For reference, the big piece in the back is about two square feet. Each of the 4 tubes is over a foot long, and the Y-tube is even larger. There is enough here for at least ten enclosures, which is great. A single cork bark tube usually costs about $6 at a herp show (and they are usually only half as long), and the flats go for $10 or more.

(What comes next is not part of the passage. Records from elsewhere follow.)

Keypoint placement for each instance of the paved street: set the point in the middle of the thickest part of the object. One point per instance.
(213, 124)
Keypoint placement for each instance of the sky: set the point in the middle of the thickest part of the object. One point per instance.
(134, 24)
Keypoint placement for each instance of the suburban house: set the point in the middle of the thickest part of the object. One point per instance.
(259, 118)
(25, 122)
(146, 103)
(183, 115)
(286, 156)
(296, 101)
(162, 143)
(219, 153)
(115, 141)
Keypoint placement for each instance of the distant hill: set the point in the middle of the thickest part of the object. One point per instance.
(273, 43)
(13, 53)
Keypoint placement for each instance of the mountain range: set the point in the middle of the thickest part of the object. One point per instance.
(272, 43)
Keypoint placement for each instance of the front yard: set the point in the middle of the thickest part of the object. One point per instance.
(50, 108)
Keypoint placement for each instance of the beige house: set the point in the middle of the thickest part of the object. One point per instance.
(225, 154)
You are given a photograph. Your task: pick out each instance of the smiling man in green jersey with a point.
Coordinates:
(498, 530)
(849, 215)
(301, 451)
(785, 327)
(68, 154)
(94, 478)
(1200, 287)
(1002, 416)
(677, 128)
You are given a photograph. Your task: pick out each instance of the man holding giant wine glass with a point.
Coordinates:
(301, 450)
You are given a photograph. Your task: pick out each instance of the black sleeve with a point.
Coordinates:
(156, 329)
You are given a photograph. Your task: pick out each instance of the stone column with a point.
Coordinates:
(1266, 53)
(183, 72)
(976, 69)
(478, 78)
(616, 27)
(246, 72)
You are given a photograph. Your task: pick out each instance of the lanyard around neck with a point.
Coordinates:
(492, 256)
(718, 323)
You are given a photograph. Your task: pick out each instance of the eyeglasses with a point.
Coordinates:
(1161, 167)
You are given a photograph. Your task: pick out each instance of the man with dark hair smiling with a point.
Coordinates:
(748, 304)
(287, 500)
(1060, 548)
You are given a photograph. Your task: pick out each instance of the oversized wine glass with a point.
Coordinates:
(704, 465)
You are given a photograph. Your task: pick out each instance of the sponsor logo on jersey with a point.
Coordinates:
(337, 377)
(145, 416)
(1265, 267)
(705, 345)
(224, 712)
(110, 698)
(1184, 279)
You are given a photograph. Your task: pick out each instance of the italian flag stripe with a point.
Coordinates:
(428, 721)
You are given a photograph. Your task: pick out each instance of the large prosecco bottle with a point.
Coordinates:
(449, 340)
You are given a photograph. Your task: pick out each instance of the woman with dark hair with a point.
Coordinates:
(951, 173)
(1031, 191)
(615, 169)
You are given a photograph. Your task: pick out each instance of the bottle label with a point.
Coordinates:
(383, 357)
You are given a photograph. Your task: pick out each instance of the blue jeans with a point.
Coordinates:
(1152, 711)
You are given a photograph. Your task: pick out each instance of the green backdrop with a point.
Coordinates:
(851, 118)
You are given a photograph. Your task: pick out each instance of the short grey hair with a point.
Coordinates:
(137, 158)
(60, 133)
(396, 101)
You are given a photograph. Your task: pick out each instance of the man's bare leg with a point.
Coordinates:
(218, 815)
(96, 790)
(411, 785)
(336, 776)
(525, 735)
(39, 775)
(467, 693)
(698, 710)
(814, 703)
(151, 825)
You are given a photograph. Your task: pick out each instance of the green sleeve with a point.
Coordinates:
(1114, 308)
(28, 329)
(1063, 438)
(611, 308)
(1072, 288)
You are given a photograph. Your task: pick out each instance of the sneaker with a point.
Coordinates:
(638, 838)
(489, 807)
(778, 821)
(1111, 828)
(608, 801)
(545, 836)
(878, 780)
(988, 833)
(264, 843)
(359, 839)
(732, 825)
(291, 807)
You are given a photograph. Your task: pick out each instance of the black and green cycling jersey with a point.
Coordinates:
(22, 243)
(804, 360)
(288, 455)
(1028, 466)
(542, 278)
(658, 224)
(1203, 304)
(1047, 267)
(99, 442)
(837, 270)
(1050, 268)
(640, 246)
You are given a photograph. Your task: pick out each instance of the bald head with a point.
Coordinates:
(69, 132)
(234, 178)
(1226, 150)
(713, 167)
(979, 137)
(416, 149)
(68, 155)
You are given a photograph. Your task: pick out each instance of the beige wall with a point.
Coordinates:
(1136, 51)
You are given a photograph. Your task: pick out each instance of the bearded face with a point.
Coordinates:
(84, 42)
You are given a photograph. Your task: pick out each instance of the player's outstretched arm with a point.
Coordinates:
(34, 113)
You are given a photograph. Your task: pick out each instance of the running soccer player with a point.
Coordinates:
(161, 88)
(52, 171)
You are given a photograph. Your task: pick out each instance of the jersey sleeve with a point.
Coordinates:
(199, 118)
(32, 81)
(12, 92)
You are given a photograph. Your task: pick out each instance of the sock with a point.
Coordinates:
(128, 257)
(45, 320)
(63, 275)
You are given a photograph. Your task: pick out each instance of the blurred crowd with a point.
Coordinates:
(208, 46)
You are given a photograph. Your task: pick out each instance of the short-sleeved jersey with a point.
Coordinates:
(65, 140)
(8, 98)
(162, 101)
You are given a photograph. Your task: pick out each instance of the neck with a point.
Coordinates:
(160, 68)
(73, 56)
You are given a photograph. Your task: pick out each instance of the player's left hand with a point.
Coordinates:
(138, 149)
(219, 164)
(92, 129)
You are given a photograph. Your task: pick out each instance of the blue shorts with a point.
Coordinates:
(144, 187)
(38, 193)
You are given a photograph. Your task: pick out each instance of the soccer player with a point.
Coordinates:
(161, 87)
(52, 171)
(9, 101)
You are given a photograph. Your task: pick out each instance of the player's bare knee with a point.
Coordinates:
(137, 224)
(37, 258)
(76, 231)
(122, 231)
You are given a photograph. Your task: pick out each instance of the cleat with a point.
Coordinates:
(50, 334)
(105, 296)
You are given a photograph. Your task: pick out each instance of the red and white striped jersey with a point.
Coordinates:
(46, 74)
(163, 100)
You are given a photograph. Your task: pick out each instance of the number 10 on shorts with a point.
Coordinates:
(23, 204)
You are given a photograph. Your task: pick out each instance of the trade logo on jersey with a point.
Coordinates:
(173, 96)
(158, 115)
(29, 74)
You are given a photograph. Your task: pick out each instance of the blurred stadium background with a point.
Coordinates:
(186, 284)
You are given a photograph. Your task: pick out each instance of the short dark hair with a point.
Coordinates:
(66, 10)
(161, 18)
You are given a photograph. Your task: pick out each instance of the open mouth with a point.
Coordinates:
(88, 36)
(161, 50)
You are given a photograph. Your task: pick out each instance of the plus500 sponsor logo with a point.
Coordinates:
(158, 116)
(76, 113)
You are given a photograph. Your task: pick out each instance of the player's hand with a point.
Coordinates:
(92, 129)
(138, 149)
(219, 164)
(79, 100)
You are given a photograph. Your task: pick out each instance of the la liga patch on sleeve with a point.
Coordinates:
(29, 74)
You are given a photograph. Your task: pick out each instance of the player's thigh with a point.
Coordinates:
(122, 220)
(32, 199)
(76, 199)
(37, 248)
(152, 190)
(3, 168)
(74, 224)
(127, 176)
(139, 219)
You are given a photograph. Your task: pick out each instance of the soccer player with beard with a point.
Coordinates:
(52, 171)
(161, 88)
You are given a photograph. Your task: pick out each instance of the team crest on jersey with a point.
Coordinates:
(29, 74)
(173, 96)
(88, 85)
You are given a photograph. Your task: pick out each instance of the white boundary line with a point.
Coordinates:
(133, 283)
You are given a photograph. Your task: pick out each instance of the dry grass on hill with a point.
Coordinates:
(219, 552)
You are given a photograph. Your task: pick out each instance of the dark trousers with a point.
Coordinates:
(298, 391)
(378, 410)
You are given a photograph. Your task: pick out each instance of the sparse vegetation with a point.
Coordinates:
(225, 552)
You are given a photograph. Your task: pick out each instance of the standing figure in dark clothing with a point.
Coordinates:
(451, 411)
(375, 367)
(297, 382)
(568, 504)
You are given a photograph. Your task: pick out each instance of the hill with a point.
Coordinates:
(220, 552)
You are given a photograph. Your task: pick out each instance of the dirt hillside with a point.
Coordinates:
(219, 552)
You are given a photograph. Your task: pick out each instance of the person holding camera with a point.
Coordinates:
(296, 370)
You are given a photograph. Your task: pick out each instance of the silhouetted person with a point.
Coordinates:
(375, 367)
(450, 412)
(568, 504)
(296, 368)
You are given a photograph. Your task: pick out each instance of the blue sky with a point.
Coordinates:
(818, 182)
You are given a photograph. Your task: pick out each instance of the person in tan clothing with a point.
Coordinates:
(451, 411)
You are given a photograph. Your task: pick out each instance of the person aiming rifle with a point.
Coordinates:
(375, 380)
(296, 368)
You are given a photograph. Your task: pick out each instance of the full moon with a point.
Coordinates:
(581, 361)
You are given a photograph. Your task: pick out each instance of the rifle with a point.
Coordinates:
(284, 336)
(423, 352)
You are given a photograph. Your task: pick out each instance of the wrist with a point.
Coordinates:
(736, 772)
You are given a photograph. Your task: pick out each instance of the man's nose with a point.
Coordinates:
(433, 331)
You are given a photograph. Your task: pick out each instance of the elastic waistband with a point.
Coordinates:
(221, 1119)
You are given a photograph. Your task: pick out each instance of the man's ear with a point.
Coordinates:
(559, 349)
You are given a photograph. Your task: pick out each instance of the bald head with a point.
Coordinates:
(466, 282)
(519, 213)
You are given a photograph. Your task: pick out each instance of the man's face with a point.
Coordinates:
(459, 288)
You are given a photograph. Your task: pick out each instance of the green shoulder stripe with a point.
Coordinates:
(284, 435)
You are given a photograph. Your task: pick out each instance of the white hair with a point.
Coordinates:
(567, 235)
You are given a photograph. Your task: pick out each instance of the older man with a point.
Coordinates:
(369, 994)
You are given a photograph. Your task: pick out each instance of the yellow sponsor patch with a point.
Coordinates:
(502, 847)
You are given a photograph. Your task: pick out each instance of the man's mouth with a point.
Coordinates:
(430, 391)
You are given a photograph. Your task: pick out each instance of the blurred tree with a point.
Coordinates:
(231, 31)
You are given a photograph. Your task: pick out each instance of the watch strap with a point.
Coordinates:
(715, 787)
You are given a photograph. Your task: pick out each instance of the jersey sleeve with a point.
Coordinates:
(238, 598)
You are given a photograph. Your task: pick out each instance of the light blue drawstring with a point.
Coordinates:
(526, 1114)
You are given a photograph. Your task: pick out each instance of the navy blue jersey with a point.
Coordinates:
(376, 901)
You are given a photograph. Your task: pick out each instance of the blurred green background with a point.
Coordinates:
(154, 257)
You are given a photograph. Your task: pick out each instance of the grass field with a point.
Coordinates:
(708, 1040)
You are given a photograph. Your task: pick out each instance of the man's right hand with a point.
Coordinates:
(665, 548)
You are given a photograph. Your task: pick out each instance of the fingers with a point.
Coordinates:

Reactions: Like 8 | Informative 5 | Funny 1 | Love 1


----------



## IamKrush (Jul 14, 2017)

user 666 said:


> I'm running low on cork bark after having built 5 arboreal adult T enclosures, so last week I decided to risk buying more bark online.
> 
> The best deal I found was $65 for ten pounds of cork bark, shipping included. It's a lot more bark than I expected, and much higher quality.
> 
> ...


N E has some some good prices on that sort or stuff


----------



## user 666 (Jul 14, 2017)

IamKrush said:


> N E has some some good prices on that sort or stuff


if you click the link you will see that is where I got this order.

Reactions: Like 1


----------



## mconnachan (Jul 14, 2017)

user 666 said:


> I'm running low on cork bark after having built 5 arboreal adult T enclosures, so last week I decided to risk buying more bark online.
> 
> The best deal I found was $65 for ten pounds of cork bark, shipping included. It's a lot more bark than I expected, and much higher quality.
> 
> ...


Yeah cork bark is extremely light, I'm surprised it wasn't more to be honest....ROFL....great buy though, you'll have some awesome looking enclosures.


----------



## Caseyface (Jul 14, 2017)

Have fun with all that!


----------



## Jason Brantley (Jul 17, 2017)

Great excuse to buy more T's!

Reactions: Like 1


----------



## archaeosite (Jul 17, 2017)

That's where I bought a load of cork bark several years ago! I still haven't used the big slabs, as my babies are growing as slowly as can be expected.  I'm actually really stoked to see that shop stocking more types of wood now, because I have been looking for a good source of unusual woods for terrarium and gardening projects. Thanks!


----------